Help on method agg in module pyspark.sql.group:

agg(*exprs: Union[pyspark.sql.column.Column, Dict[str, str]]) -> pyspark.sql.dataframe.DataFrame method of pyspark.sql.group.GroupedData instance
    Compute aggregates and returns the result as a :class:`DataFrame`.
    
    The available aggregate functions can be:
    
    1. built-in aggregation functions, such as `avg`, `max`, `min`, `sum`, `count`
    
    2. group aggregate pandas UDFs, created with :func:`pyspark.sql.functions.pandas_udf`
    
       .. note:: There is no partial aggregation with group aggregate UDFs, i.e.,
           a full shuffle is required.
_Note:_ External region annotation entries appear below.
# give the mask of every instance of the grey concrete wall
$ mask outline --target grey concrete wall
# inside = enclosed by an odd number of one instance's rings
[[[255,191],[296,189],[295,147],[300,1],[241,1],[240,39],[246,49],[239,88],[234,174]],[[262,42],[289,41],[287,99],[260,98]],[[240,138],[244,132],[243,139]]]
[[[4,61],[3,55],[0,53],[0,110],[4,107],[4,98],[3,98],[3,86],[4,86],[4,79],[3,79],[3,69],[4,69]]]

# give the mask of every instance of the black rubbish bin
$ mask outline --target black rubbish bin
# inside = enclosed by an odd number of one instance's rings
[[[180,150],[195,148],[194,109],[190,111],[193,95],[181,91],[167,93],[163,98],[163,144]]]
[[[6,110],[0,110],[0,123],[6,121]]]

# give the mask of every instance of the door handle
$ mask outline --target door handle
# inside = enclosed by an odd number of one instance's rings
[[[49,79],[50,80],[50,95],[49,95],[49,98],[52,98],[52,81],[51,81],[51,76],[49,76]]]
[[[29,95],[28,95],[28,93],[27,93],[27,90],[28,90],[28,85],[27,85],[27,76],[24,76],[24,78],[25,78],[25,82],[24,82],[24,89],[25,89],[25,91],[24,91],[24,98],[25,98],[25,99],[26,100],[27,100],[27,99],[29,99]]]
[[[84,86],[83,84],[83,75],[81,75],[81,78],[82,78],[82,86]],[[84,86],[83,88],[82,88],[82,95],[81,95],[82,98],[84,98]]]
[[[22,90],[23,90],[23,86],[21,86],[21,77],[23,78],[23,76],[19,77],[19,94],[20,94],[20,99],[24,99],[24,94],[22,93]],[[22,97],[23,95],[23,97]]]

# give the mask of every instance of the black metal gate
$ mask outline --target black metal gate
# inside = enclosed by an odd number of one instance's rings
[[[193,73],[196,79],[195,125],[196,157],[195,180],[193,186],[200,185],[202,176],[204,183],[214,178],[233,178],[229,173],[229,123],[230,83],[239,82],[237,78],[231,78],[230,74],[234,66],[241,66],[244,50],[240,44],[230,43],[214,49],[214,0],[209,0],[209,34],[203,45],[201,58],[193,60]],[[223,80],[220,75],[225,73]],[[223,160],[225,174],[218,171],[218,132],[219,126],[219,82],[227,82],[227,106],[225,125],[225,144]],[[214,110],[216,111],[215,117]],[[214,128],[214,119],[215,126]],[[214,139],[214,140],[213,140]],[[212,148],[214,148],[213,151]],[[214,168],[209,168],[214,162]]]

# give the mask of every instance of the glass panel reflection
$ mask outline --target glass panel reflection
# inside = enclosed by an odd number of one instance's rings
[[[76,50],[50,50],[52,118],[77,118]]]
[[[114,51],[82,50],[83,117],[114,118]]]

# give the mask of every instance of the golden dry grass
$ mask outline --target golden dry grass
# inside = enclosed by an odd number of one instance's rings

Also, all the data of a group will be loaded into
           memory, so the user should be aware of the potential OOM risk if data is skewed
           and certain groups are too large to fit in memory.
    
       .. seealso:: :func:`pyspark.sql.functions.pandas_udf`
    
    If ``exprs`` is a single :class:`dict` mapping from string to string, then the key
    is the co

In [0]:
# We can apply multiple aggregation functions at a time using agg()

from pyspark.sql.functions import count, min, max

help(count)

Help on function count in module pyspark.sql.functions:

count(col: 'ColumnOrName') -> pyspark.sql.column.Column
    Aggregate function: returns the number of items in a group.
    
    .. versionadded:: 1.3.0
    
    .. versionchanged:: 3.4.0
        Support Spark Connect.
    
    Parameters
    ----------
    col : :class:`~pyspark.sql.Column` or str
        target column to compute on.
    
    Returns
    -------
    :class:`~pyspark.sql.Column`
        column for computed results.
    
    Examples
    --------
    Count by all columns (start), and by a column that does not count ``None``.
    
    >>> df = spark.createDataFrame([(None,), ("a",), ("b",), ("c",)], schema=["alphabets"])
    >>> df.select(count(expr("*")), count(df.alphabets)).show()
    +--------+----------------+
    |count(1)|count(alphabets)|
    +--------+----------------+
    |       4|               3|
    +--------+----------------+



In [0]:
df.groupBy('Dept').agg(count('*').alias('count of employees'),\
                        min('Salary').alias('Min of Salary'),\
                        max('Salary').alias('Max of Salary')).show()

+----+------------------+-------------+-------------+
|Dept|count of employees|Min of Salary|Max of Salary|
+----+------------------+-------------+-------------+
|  IT|                 1|         5000|         5000|
|  HR|                 2|         5000|         5000|
|  CS|                 3|         5000|         5000|
+----+------------------+-------------+-------------+